On Saturday, Color of Change – a non-profit organisation that leads campaigns that build real power for black communities – shared a preview of a video call between Prince Harry and US civil rights leader Rashad Robinson.
The clip was posted to the initiative’s Instagram account alongside the caption: “Inequality is not unfortunate like a car accident, it has been manufactured.
“Prince Harry and @iamrashadrobinson talked candidly about systemic racism, hate online and people with privilege, using their privilege for change. Here’s a sneak peek at what happened. Stay tuned for the full convo #ComingSoon!”
The preview from the video call begins with Rashard saying: “Part of this work, part of this moment that we're in, is that making sure from analysis to action that we drive action toward structural and systemic change.
“Changing the rules that have held people back.”
Harry added: “You say this so beautifully Rashard, and it's so true.

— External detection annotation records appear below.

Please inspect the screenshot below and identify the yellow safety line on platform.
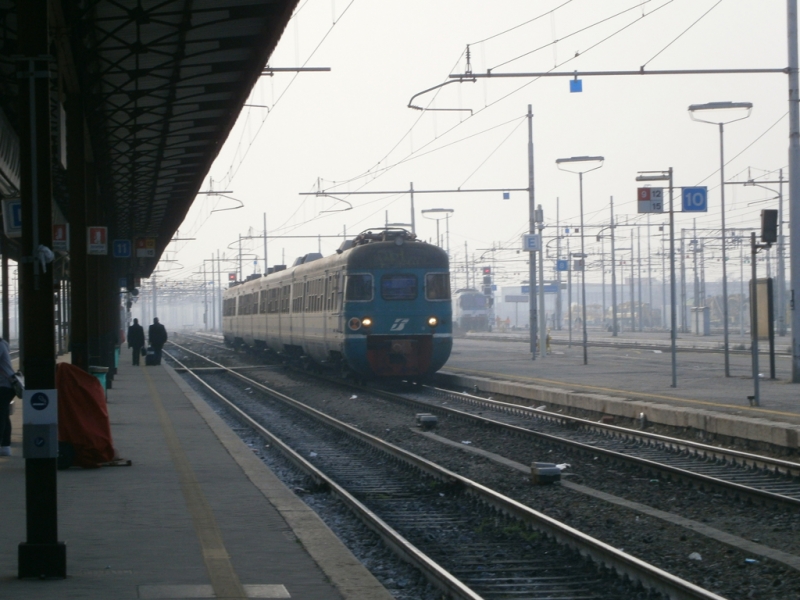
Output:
[443,367,800,418]
[142,369,247,599]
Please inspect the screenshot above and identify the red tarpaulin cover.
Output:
[56,363,117,469]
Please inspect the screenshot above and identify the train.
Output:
[222,228,453,381]
[453,288,492,335]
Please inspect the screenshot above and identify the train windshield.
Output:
[345,273,372,302]
[458,294,486,310]
[425,273,450,300]
[381,275,417,300]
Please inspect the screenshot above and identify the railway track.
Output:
[379,386,800,510]
[177,332,800,510]
[167,346,720,599]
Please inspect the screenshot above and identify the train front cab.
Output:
[344,269,453,379]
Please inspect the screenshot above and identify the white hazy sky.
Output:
[160,0,788,284]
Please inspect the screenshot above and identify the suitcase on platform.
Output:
[144,348,159,367]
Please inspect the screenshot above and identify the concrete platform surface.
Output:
[439,332,800,451]
[0,352,391,600]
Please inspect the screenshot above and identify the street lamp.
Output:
[420,208,455,256]
[556,156,605,365]
[689,102,753,377]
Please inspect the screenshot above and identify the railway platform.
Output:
[439,331,800,453]
[0,354,391,600]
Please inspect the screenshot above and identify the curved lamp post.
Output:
[689,102,753,377]
[556,156,605,365]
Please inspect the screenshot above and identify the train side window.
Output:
[425,273,450,300]
[381,274,417,300]
[345,273,372,302]
[281,285,292,313]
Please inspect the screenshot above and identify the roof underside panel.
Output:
[62,0,298,274]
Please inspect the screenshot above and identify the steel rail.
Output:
[165,342,482,600]
[360,386,800,510]
[423,386,800,477]
[166,344,724,600]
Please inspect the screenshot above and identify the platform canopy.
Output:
[0,0,298,276]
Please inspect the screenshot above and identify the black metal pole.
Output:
[17,0,67,578]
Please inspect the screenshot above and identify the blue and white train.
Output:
[222,229,453,380]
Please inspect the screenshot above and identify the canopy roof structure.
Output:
[0,0,298,276]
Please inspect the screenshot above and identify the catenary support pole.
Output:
[750,231,761,406]
[0,231,11,342]
[531,204,547,358]
[669,167,678,387]
[611,196,619,337]
[528,104,539,360]
[786,0,800,383]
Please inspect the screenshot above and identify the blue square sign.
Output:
[113,240,131,258]
[682,191,708,212]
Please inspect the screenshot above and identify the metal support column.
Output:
[16,0,67,578]
[0,232,11,342]
[67,94,89,372]
[528,104,539,360]
[611,196,619,337]
[786,0,800,383]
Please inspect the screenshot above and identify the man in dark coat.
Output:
[147,317,167,365]
[128,319,144,367]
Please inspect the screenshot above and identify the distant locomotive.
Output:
[453,288,491,334]
[222,229,453,379]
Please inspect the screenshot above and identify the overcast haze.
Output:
[160,0,788,284]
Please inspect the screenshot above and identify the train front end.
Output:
[343,232,453,380]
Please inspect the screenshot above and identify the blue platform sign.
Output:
[682,186,708,212]
[113,240,131,258]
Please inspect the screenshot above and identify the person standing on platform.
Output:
[0,338,16,456]
[147,317,167,365]
[128,319,144,367]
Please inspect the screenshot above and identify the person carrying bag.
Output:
[0,338,17,456]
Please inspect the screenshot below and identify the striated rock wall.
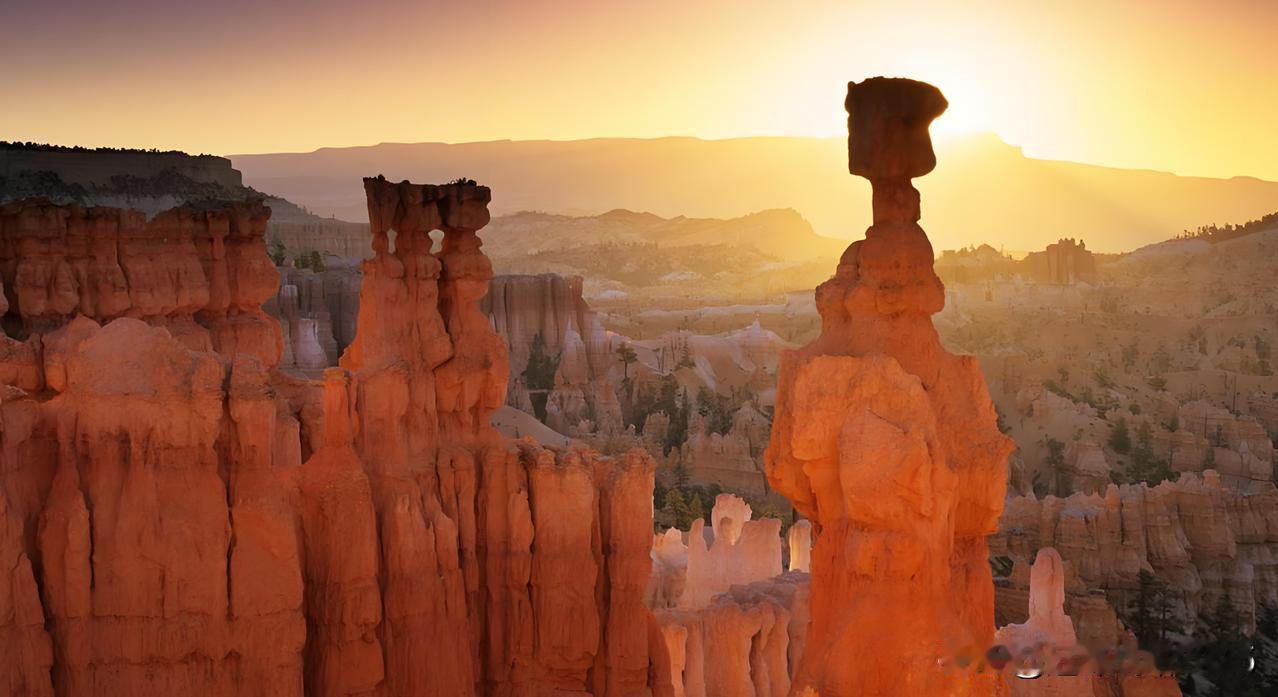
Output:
[0,200,281,368]
[0,179,653,697]
[766,78,1012,697]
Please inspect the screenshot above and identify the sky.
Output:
[0,0,1278,180]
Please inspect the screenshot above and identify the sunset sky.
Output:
[0,0,1278,180]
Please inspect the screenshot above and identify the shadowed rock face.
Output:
[766,78,1012,697]
[0,179,653,697]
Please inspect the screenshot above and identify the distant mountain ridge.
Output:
[231,136,1278,252]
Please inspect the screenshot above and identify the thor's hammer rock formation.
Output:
[766,78,1013,697]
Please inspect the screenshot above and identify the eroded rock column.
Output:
[766,78,1012,697]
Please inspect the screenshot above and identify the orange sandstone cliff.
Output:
[766,78,1012,697]
[0,178,653,697]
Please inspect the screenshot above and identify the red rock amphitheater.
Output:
[0,78,1178,697]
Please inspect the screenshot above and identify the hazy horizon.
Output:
[7,0,1278,180]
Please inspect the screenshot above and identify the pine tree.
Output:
[1109,417,1131,455]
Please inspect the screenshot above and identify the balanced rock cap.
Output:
[843,77,950,180]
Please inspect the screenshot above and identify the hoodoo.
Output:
[0,178,653,697]
[766,78,1013,697]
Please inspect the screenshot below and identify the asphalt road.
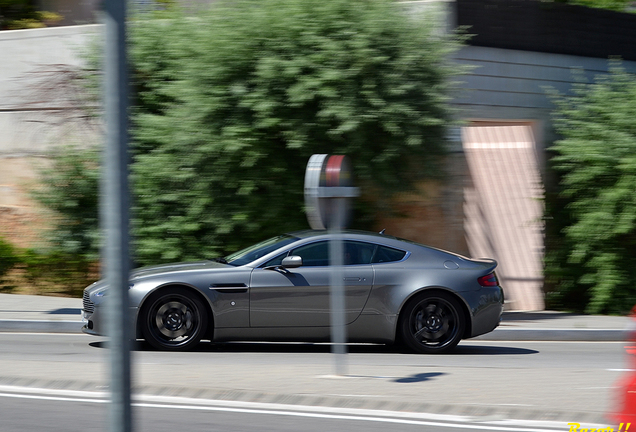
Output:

“There's so much that has happened for so long and once those problems exist, charity is crucial in so many areas but it can't fix the problem. The problems already exist by that point and are too big.
“As I've said to you before, it's like bringing a bucket of water to a forest fire.”
He continued: “We have to go to the root of the problem, to the source of the problem, and actually fix it there.
“As we've discussed before, it is going to take every single one of us, this is not just down to the black community, it's going to take every single person on the planet right now.”
Harry went on to praise the younger generation for “leading” the Black Lives Matter movement.
“To be led by the younger generation and to be able to act rather than just say, it's like okay so you've said it and now you've got to follow through with it,” he said.
This is not the first time Harry has spoken about racism.
In July, the royal addressed the importance of the Black Lives Matter movement while delivering a virtual speech during the Diana Awards.
“My wife said recently that our generation and the ones before us haven't done enough to right the wrongs of the past,“ he said. “I too am sorry - sorry that we haven't got the world to a place you deserve it to be.
“Institutional racism has no place in our societies, yet it is still endemic. Unconscious bias must be acknowledged without blame to create a better world for all of you.”
During the conversation, Harry said that past wrongs needed to be acknowledged across the Commonwealth in order to move forward.
“There is no turning back now, everything is coming to a head,” he said. “When you look across the Commonwealth, there is no way that we can move forward unless we acknowledge the past,” he said.
“So many people have done such an incredible job of acknowledging the past and trying to right those wrongs, but I think we all acknowledge there is so much more still to do.
“It’s not going to be easy and in some cases it’s not going to be comfortable, but it needs to be done, because, guess what, everybody benefits.”